Austerity acts as a way of redirecting the blame for the crisis to reckless fiscal spending, suddenly viewing crisis not as a failure of capitalism, but alternatively as a ‘regrettable yet ultimately cyclical processes’ of it. Whilst this is in fact agreeing with aspects of Marx, neoliberalism endorsed this idea in order to call for the requirement of effective preventative management as a part of its new strand.


The idea that austerity is a ‘necessity’ became widespread, promoting the logic that states and citizens accept responsibility for ‘reckless public spending’. Whilst this completely diverts the blame away from the financial institutions, surveys in Britain showed that many people agreed that the previous government spending was to blame. On the other hand, this was more heavily contested in Eurozone countries. However, in Italy, the idea of the necessity of austerity was embedded through the message that if the country fails to meet the required measures, there will be serious repercussions across the Eurozone as a whole.

Worth explored the idea that perhaps the reason we can’t move fully away from austerity is down to the fact that politicians and practitioners can’t look beyond the market-centric perception. Most still view the free-market and the private sector as ‘vital cogs in economic and human development’, therefore the public sector is the one sacrificed at the expense of maintaining the private sector. The rhetoric around austerity such as the ‘credit crunch’ and ‘balancing the books’ helps to maintain the logic of private competition.

The latter sections of the chapter compare the far right and the centre-leftist take on austerity. Worth uses the Tea Party in the USA to demonstrate how, like UKIP, such individuals imbedded reactionary populism within a neoliberal discourse, believing that the free market has in fact been threatened by a lack of cuts and by bailouts.
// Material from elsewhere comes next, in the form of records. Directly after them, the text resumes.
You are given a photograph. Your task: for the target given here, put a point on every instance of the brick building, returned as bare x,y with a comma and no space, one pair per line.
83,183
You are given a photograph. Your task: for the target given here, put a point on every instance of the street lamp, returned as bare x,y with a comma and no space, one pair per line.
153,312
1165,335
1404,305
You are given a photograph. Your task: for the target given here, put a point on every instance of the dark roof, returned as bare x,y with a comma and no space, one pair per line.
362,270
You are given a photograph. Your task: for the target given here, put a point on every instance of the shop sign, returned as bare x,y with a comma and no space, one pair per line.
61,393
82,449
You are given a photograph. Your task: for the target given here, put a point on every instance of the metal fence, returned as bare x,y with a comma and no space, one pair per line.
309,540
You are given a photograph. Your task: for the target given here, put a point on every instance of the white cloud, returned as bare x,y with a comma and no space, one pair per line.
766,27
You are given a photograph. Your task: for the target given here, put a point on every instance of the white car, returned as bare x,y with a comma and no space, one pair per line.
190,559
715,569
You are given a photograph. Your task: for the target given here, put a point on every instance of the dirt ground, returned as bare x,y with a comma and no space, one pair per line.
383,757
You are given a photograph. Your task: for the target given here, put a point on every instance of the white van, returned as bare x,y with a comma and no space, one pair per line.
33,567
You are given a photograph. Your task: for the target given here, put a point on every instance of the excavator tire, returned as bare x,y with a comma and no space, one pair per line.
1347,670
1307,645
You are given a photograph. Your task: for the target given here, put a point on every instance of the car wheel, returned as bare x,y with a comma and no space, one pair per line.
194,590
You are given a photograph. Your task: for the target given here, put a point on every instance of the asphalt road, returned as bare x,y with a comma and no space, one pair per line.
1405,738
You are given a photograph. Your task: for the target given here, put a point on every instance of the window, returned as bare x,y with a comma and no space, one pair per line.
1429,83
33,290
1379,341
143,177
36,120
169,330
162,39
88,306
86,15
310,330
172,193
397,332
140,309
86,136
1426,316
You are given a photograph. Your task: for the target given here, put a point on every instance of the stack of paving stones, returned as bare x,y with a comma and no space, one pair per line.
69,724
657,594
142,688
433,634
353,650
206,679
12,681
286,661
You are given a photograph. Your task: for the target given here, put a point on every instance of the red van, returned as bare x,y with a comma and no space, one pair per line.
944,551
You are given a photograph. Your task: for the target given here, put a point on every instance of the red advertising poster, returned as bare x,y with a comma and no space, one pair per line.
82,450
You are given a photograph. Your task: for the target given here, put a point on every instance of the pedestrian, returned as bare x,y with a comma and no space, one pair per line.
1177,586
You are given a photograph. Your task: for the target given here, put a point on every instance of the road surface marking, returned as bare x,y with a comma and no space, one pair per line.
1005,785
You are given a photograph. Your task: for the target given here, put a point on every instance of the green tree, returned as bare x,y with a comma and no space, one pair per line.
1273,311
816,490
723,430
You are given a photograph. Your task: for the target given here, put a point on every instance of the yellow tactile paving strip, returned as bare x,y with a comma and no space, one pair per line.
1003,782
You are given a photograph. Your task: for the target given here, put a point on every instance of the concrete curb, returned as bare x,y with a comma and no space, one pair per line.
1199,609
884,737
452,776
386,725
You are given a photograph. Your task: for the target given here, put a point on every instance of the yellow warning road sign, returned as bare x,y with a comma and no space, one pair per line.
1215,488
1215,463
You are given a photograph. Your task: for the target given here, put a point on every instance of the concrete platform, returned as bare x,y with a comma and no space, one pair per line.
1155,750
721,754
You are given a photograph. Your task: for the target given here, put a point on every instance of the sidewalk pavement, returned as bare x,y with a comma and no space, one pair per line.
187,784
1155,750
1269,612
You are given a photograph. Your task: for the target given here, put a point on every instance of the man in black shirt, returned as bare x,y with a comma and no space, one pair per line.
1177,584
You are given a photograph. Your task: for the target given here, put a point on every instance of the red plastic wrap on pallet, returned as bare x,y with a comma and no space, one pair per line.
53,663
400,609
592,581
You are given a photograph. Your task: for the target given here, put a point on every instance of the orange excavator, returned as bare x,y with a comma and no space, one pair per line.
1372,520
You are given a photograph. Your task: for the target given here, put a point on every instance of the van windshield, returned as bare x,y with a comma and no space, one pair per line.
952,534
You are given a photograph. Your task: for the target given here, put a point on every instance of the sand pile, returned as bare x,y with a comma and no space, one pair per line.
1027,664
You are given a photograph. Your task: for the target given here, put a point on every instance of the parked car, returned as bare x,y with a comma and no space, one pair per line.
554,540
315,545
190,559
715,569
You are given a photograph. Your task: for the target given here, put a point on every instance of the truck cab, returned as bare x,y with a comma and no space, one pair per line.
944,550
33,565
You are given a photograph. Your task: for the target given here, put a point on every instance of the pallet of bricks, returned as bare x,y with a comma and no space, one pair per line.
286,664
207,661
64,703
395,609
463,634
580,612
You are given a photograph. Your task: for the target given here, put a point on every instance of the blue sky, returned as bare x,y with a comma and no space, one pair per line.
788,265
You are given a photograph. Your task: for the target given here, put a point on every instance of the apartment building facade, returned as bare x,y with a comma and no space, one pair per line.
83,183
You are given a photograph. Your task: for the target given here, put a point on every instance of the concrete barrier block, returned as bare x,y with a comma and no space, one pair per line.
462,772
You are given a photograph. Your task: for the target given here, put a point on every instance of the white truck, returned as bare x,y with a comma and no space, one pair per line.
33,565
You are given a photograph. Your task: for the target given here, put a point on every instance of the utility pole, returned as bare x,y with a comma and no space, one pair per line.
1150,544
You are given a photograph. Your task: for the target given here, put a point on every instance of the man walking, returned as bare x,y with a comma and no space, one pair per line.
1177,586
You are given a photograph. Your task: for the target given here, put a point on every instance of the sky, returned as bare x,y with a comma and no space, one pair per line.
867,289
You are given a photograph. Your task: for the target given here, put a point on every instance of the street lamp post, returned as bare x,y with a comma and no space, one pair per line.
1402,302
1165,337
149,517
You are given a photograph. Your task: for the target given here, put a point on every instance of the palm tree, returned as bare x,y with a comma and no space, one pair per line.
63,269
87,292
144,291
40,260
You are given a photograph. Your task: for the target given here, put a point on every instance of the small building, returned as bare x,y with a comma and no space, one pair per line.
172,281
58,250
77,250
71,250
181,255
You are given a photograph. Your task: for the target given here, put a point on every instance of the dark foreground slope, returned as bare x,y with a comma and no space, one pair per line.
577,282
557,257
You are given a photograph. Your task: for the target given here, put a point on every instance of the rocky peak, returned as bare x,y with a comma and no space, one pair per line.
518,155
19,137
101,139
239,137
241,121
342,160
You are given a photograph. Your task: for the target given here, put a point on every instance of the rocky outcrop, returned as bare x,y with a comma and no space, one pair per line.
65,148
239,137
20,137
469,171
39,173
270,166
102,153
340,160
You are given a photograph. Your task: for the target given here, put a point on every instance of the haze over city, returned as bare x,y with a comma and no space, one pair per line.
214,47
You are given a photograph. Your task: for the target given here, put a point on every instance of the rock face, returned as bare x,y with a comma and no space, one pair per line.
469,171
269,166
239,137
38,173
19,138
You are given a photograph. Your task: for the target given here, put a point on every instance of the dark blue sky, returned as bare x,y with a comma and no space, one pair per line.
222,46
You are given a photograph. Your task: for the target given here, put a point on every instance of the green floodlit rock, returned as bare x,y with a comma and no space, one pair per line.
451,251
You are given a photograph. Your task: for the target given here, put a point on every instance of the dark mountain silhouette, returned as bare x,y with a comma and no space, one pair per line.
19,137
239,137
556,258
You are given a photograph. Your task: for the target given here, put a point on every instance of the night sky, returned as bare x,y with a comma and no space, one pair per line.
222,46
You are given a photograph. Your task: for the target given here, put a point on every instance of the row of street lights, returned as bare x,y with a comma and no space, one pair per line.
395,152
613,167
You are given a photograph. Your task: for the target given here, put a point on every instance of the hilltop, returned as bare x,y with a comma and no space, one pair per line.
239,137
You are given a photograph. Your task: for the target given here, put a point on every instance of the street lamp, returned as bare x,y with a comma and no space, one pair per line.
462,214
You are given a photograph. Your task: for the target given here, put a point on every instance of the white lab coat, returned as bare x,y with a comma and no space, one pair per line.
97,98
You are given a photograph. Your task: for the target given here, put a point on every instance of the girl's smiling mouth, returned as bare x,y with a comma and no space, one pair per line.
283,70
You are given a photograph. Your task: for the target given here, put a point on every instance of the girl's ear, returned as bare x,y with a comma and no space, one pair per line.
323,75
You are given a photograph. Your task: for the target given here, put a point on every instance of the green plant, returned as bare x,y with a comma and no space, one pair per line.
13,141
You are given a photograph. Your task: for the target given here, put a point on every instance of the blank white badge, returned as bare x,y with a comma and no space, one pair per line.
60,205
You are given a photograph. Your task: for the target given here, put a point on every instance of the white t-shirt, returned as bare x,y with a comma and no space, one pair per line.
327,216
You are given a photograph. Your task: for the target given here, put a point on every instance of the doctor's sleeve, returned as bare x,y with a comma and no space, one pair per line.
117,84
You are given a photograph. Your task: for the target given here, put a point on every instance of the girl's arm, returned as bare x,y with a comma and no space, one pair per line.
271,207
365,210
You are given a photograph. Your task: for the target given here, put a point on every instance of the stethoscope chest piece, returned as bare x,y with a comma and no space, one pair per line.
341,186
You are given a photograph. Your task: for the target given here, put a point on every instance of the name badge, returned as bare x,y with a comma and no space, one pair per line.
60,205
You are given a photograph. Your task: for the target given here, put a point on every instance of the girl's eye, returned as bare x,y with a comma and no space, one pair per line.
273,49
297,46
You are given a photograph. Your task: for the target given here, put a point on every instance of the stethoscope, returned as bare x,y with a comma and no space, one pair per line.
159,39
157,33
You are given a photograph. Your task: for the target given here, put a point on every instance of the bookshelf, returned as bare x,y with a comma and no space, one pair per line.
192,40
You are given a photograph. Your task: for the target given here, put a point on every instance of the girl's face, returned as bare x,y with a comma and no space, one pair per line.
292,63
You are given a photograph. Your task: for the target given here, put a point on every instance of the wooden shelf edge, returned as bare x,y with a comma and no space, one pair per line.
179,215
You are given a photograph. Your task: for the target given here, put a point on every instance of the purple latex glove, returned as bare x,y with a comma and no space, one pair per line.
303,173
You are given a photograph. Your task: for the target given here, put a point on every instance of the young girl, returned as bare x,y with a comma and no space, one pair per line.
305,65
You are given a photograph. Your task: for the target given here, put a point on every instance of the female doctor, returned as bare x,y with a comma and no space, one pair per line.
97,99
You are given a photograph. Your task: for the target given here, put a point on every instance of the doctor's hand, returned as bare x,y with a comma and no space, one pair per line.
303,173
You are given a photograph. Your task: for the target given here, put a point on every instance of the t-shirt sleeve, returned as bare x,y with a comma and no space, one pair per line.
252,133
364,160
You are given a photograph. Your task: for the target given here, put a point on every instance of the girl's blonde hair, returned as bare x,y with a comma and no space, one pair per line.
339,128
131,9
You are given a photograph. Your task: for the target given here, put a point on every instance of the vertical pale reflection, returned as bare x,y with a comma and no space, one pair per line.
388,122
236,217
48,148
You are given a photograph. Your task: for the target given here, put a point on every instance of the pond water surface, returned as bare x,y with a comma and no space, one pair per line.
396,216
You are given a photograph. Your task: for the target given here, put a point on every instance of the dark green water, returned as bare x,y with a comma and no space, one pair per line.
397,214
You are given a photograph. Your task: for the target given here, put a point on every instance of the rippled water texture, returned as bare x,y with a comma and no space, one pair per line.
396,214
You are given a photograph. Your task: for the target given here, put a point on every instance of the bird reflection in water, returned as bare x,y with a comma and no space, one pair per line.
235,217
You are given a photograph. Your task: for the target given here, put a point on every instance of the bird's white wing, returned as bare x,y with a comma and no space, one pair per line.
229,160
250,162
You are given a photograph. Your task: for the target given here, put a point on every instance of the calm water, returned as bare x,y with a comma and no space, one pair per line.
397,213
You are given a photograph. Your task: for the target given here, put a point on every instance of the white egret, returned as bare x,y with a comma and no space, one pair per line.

Such movements have allowed market fundamentalism to truly flourish, even after the financial crash. On the other hand, the ‘left’ had tried to gear austerity towards the target of growth, e.g. Hollande and the Robin Hood tax. Worth suggests that austerity is unpopular because it focuses on cuts and not on stimulating growth.

Whilst I think that Worth effectively explains how austerity has been used in order to maintain a neoliberal system, I don’t think the chapter goes far enough in analysing a broad range of resistances to austerity measures.